A man by the name of Ron Stallworth in the 1970s became the first black detective with the Colorado Springs Police Department. He soon went on (with his partner) to ingeniously infiltrate the Ku Klux Klan. Fast-forward in time to 2018: Director Spike Lee’s BlacKkKlansman somehow managed to take a great “based on a true story” idea and turn it into a $15 million “Donald Trump is basically a Nazi” propaganda piece.

Once upon a time Spike Lee directed powerful movies like 1998’s He Got Game, starring Denzel Washington.

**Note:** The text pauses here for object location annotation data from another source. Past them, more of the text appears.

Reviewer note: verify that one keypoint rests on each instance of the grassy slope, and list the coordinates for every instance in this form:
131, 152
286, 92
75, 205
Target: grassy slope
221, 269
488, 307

His current project has Denzel’s son, John David Washington, in the lead role but it’s hard to duplicate greatness when one has come down with “Trump Derangement Syndrome.”

“It just cannot be a period piece,” Lee recently told comedian Jimmy Fallon of his decision to link President Trump with white supremacists at the movie’s end. “We had to put stuff in the film that connected, again, to the crazy world we live in today with this crazy guy in the White House. … The so-called President of the United States of
America had an opportunity to condemn hate [after the deadly 2017 Charlottesville protests] and he didn’t do it,” (emphasis mine).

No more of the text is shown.